You see a lot of serious Unix people talking about reducing swap/paging space to a typical 512MB ragardless of what the real memory is. Don't apply that rule without careful thought: remember, even mirrored, the cost of swap only runs about $50/GB and there are lots of uses for a fast file system that go beyond simple swap or paging.

Keeping swap space small relative to real memory is usually good advice for a large machine with a well understood workload but terrible advice for a small machine running a mixed or unpredictable workload. For example, if you're responsible for a 6800 running Oracle in 96GB of RAM, your memory usage will be predictable down to the megabyte and you'll have no use for 192GB of parking space. If, on the other hand, you're supporting email users on a 250 with 2GB of installed RAM, having 4GB of available process parking will eventually make the difference between normal operation and a parade of users going in to see the boss - and closing the door behind them.

For swap, along with everything else, I generally prefer simple internal storage without software mediated mirroring, but there are two exceptions:

  1. for larger machines like a V880 or better it can be worthwhile to transfer boot, dump, and swap, and all the other systems functions to something like the Sun 3310 SCSI array. This has separate power, up to 512MB cache, and does RAID 0+1 (striping for speed, and mirroring for redundancy) using its own CPU. It's relatively expensive, but you get a lot of speed and redundancy benefits without burdening your processors or using up internal space.

  2. on small, but truly critical, machines, like the company RADIUS server, it makes sense to put up with the pain and overheads associated with software mirroring to mirror the boot disk, including its swap space.

In all three cases, though, think carefully about workload and costs before committing to a configuration because, somewhere downstream, a few extra gigs of swap could save you from a stressful 3AM call in or a long struggle to maintain performance on an overloaded machine.

Two notes:

  1. if it's not your machine and you don't know whether the last guy installed mirroring, check /etc/vstab and vfstab.bak first.

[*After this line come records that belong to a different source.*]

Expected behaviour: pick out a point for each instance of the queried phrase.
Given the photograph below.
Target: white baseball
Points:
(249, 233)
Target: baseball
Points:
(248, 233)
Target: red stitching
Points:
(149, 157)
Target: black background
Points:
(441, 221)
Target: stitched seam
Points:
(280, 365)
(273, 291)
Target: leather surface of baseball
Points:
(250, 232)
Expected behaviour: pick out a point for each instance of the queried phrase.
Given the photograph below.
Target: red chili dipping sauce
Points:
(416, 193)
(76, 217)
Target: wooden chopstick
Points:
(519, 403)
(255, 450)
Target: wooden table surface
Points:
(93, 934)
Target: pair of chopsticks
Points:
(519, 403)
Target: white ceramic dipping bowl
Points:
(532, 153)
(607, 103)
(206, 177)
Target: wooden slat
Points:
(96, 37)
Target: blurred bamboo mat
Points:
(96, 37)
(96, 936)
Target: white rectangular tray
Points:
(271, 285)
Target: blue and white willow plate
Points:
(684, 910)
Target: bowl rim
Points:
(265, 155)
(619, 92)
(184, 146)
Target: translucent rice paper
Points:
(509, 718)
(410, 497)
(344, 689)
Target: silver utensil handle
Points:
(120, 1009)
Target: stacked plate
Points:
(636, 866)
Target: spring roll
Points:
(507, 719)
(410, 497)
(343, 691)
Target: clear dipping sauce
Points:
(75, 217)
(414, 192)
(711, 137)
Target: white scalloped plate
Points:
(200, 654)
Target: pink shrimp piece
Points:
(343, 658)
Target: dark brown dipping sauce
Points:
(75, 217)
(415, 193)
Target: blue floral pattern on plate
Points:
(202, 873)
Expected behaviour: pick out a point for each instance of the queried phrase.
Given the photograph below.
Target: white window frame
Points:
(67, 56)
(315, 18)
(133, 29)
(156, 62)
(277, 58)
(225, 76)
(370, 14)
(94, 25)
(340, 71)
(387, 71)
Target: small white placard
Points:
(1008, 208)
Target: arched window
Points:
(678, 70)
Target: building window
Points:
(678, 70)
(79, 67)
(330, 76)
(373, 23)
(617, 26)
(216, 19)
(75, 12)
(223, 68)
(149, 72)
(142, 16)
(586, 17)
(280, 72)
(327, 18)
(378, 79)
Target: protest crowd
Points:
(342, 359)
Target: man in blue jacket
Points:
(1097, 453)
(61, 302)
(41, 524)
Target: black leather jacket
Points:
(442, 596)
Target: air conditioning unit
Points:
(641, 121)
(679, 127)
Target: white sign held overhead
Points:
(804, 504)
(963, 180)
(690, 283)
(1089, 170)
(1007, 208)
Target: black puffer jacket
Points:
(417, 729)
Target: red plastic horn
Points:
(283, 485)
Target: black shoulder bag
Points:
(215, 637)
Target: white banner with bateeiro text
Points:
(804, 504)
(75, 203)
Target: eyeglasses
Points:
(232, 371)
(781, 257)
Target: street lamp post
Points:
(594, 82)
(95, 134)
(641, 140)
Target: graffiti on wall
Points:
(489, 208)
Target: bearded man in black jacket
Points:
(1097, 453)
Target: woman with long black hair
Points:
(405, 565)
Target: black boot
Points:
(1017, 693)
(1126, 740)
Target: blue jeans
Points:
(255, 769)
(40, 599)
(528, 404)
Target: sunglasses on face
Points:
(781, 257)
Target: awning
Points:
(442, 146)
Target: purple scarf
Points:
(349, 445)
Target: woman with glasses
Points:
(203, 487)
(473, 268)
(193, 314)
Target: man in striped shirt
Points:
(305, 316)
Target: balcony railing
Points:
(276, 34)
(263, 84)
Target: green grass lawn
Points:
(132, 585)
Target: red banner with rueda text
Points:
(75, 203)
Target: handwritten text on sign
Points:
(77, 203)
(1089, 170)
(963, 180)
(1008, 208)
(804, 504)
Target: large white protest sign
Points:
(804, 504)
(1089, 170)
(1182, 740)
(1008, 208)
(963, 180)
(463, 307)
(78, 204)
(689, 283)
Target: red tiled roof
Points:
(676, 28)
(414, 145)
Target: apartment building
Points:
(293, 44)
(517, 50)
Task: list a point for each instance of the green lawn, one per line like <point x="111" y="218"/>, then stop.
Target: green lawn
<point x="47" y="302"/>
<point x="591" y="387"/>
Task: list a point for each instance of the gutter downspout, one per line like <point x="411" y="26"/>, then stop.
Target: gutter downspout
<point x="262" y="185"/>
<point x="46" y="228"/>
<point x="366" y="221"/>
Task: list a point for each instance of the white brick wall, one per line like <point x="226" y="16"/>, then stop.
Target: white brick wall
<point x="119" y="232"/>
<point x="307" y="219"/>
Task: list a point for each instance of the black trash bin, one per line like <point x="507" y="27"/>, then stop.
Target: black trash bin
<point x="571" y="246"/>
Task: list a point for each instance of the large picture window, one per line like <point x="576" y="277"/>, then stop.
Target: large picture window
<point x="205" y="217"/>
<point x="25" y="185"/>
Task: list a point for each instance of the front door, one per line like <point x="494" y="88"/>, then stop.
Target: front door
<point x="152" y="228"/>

If the current or former mount point for / looks like /dev/md/dsk rather than /dev/dsk; assume someone's at least tried to set up boot mirroring using Disksuite.

  2. if you're using some form of mirroring on standard UFS filesystems, it's a good idea to turn on logging - see (man mount_ufs) as this turns ufs into a journaled file system and thereby enables fast recovery in case of a reboot from the mirror.